Introduction

Magnetic nanoparticles can bind to biomarkers. The particles dispersed in solution become clustered if the targets exist. The configuration change leads to a different T₂ relaxation time, that can be detected with a bulk measurement. The relaxation switch mechanism has been applied as a biosensor for various biomarkers¹. However, the change in relaxation rate is related to the nanoparticle size and concentration. Some theoretical models have been applied to predict this rate of change in search for the optimal system parameters. In this work, an open-source Monte Carlo algorithm has been developed to simulate water diffusion in microscopic environments with nanoparticles and the effective T₂ relaxation times.

Methods

The measured T₂ relaxation time is affected by diffusion in an inhomogeneous static magnetic field. Python and NumPy were employed to develop the fully multithreaded diffusion simulation with Numba to provide C-like performance in Python. Python was chosen for its accessibility and flexibility. The algorithm is easy to modify, allowing custom pulse sequences and different microscopic environments. The motion and net displacement of the particles can be visualized during the simulation. The particles are propagated in time steps, undergoing Brownian motion in the user specified environment. For each step, the particles collide and reflect on barriers. The maximum number of collisions per step can be tuned and was set to 6. The user specified pulse sequence is simulated with Bloch equations as the particles diffuse. In general, pulse sequences with arbitrary waveforms of RF pulses, magnetic field gradient pulses, and inhomogeneous magnetic fields can be included. Static magnetic field distribution due to the high susceptibility of the magnetic nanoparticles was calculated based on the analytical formula².

Results and Discussion

Nanoparticle Concentrations
To verify the Monte Carlo simulation, Carr-Purcell-Meiboom-Gill (CPMG) measurements were performed on different concentrations of streptavidin magnetic beads of 100 nm at 1T. 6000 points were acquired with a 2 ms echo spacing. The results were compared to the simulation, as shown in Fig. 1. A 50 um x 50 um region was simulated with different nanoparticle concentrations. 128 points were acquired in the simulated CPMG experiments with 32000 diffusing water molecules, subject to the nanoparticle-induced inhomogeneous field. Non-negative least squares fitting was used to determine the T₂ values. The simulated results (red points) agreed well with the experimental data (solid black points). Higher concentrations of nanoparticles resulted in shorter T₂ values.
Different configurations of nanoparticles
The nanoparticle biosensors detection is based on the change of particle configuration.

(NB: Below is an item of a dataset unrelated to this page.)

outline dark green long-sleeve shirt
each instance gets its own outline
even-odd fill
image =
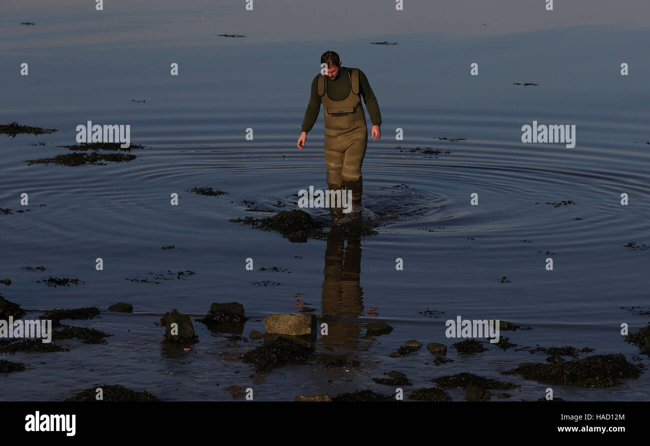
[[[343,101],[350,94],[350,79],[346,72],[350,70],[348,67],[342,67],[344,71],[341,75],[335,80],[332,80],[328,76],[325,77],[327,83],[327,94],[333,101]],[[320,112],[320,96],[318,96],[318,76],[316,75],[311,81],[311,96],[309,97],[309,103],[305,112],[305,118],[302,120],[302,131],[308,132],[314,126],[318,113]],[[377,98],[370,88],[368,78],[361,70],[359,70],[359,92],[363,98],[363,103],[368,109],[370,121],[373,125],[382,125],[382,114],[379,112],[379,104]]]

The existence of target biomolecules leads to clustering of the otherwise dispersed nanoparticles, resulting in a change in the T₂ relaxation time. Three configurations of metal nanoparticles were simulated. The magnetic field, in Hz, of a uniformly distributed, randomly distributed and clustered configuration of 100 nanoparticles is shown in the first row of Fig. 2. The clustered configuration contains groups of 3-5 particles, simulating nanoparticles binding to the targets. CPMG simulations with 128 points and an echo spacing of 0.2 s were performed on the phantoms with 64000 particles and a run time of approximately 2 minutes. The CPMG signals are shown in the 2nd row of Fig. 2. Significant differences in T₂ were observed at 0.2 s, 0.4 s and 0.7 s, indicating the three configurations could be distinguished with a bulk CPMG measurement.
The simulation will be applied to investigate a large range of parameters, including the particle size, concentration and biomolecule concentration, to maximize the T₂ difference and optimize biosensor sensitivity.

Conclusion

We have developed a fast, easy to implement algorithm for rapid Monte Carlo simulation to investigate the effectiveness of magnetic nanoparticle biosensors. The simulation results agreed with experiments for various concentrations of nanoparticles. The different configurations of nanoparticles can be differentiated based on T₂ relaxation times. This simulation will be employed to optimize the nanoparticle biosensor systems for a wide range of targets, including cancer cells and COVID virus.

Acknowledgements

T. P. thanks NSERC Canada for a CGS M Scholarship. D. X. thanks NSERC Canada for a Discovery Grant.